The US Dollar Index (DXY) hovered near 98.20 late Thursday, staying firm as traders weighed escalating geopolitical tensions, a partial blockade of the Strait of Hormuz and renewed uncertainty over energy supply routes.
Geopolitics, Hormuz toll plan and oil flows
Reports from shipping lanes showed a partial blockade in the Strait of Hormuz, with some tankers managing to pass while others remained stalled. Tehran proposed a new oil transit toll to be paid via its domestic banking system, a move that deepened market unease and raised fresh questions over energy trade financing.
Washington has not confirmed any direct talks with Iran, though President Trump signaled a possible meeting over the weekend aimed at easing tensions around the key oil chokepoint.
The Strait of Hormuz handles roughly 21% of global daily petroleum consumption, about 21 million barrels per day. Vessel tracking data highlighted the severity of the disruption: average daily tanker transits have plunged from about 27 in the first two months of the year to a three‑day average of just three ships.
This bottleneck has stoked fears of a looming supply shock, feeding higher oil prices and raising the risk of broader inflation pressures.
Middle East ceasefire faces early doubts
A ten‑day ceasefire between Israel and Lebanon, due to start Thursday at 5:00 pm EST, was met with immediate skepticism. Prime Minister Benjamin Netanyahu confirmed that Israeli forces would remain in the South Lebanon buffer zone, while Hezbollah warned that any continued military presence could trigger a renewed armed response.
Traders remained cautious over whether the agreement can hold, as any breakdown risks further destabilizing the region and energy routes.
Dollar edges higher on safe‑haven demand
The US dollar continued to attract safe‑haven flows in this environment of elevated geopolitical risk.

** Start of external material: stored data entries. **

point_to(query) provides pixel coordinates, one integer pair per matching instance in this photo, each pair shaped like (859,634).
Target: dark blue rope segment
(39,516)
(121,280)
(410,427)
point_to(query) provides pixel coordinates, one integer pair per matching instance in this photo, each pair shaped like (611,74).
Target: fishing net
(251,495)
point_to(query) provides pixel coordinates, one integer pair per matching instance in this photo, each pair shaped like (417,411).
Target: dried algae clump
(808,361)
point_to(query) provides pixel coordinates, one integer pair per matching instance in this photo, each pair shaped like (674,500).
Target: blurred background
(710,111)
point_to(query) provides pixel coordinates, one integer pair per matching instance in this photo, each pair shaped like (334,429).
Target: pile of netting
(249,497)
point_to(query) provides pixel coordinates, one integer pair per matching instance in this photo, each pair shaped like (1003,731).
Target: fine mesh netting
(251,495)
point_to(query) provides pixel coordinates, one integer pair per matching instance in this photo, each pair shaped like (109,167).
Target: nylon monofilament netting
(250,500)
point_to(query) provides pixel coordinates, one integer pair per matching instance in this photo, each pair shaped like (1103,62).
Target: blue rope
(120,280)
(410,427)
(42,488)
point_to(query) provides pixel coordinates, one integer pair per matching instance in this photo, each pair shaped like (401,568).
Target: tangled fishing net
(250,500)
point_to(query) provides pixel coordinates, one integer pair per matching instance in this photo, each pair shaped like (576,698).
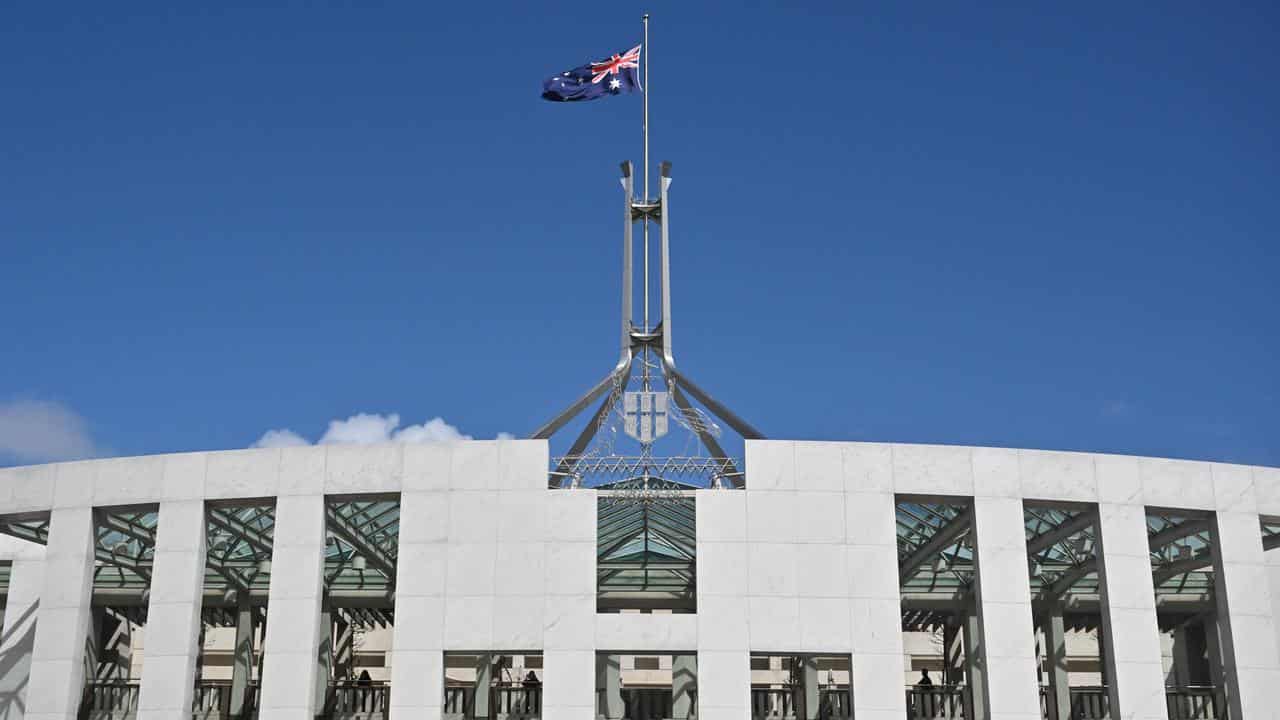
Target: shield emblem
(645,415)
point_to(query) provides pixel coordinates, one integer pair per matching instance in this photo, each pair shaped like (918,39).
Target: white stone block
(184,475)
(74,483)
(421,569)
(721,515)
(995,473)
(428,466)
(419,623)
(571,568)
(424,518)
(1057,475)
(1124,529)
(521,515)
(819,516)
(474,465)
(1266,490)
(471,568)
(775,623)
(1119,479)
(771,465)
(567,691)
(932,469)
(474,516)
(722,568)
(819,466)
(878,686)
(1233,488)
(869,519)
(824,624)
(722,623)
(876,627)
(524,464)
(822,570)
(725,682)
(571,515)
(302,469)
(772,570)
(417,677)
(868,466)
(242,473)
(128,481)
(352,469)
(521,569)
(1176,483)
(568,621)
(469,623)
(517,623)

Late Thursday, the Greenback showed:
- a gain of 0.45% against the Australian dollar
- a rise of 0.20% versus the British pound
- a decline of 0.29% against the Japanese yen
- an increase of about 0.15% versus both the euro and the Canadian dollar
The dollar’s role as the primary global reserve currency has been reinforced, as traders moved toward dollar‑denominated assets amid the flight to safety.
Major currency pairs: dollar strength caps recent rallies
The euro and pound retreated as the dollar firmed and risk appetite weakened:
- EUR/USD traded slightly lower near 1.1780, snapping an eight‑session winning streak as stronger dollar demand and geopolitical strains weighed on the pair.
- GBP/USD held near 1.3530, pressured by broad risk aversion and limited appetite for European currencies.
In Asia:
- USD/JPY hovered around 159.10, with the dollar supported by steady US Treasury yields. The yen’s usual defensive appeal was muted, lagging despite persistent anxiety over energy supply.
- The Australian dollar stayed on the defensive near 0.7160, dragged lower by Middle East unrest and uncertainty around global oil logistics. Other commodity‑linked currencies also weakened as traders braced for potential short‑term trade disruptions.
Oil and gold react to supply fears and ceasefire hopes
Energy markets remained tense but stopped short of signaling a full‑blown supply shock:
- West Texas Intermediate (WTI) crude traded near $93.90 per barrel, up slightly on the day. Shipping disruptions through Hormuz, Iran’s proposed toll and the lack of visible diplomatic progress kept prices supported, even as partial tanker traffic eased the most extreme fears.
- Gold held near $4,789 per ounce after recent gains. Hopes for a ceasefire in the Middle East tempered safe‑haven demand, keeping the metal in a narrow range throughout the afternoon as traders waited for further signals from global policymakers.
Rising inflation complicates the Fed outlook
The energy shock threat is feeding directly into inflation expectations. US annual inflation rose to 3.3% in the 12 months through March, up from 2.4% in February, with the jump largely driven by higher energy costs.
This sharp move has complicated the path for the Federal Reserve. Officials who had been considering rate cuts later this year may be forced to keep policy tighter for longer to contain price pressures. Market pricing now reflects a reduced probability of interest rate cuts in 2026, reinforcing support for the dollar, as relatively higher yields make holding the currency more attractive.
IMF meeting in focus
On Friday, the United States will take part in the IMF meeting, where trade disruptions and energy security are expected to feature prominently.
Market reactions are likely to pivot on any new signals regarding:
- the status of shipping through the Hormuz corridor
- the durability of the Israel–Lebanon ceasefire
- the Fed’s tolerance for higher inflation amid geopolitical shocks
Market implications and what to watch
The current backdrop of heightened global tension is tightening financial conditions:
- sustained dollar strength is acting as a headwind for commodities and international equities
- higher oil prices and sticky inflation reduce room for monetary easing
- any escalation in the Middle East or further disruption in Hormuz could trigger abrupt moves across currencies, energy and metals
Traders will be watching closely for either a credible diplomatic breakthrough that could quickly revive risk appetite, or renewed confrontations that would harden the defensive stance dominating global markets.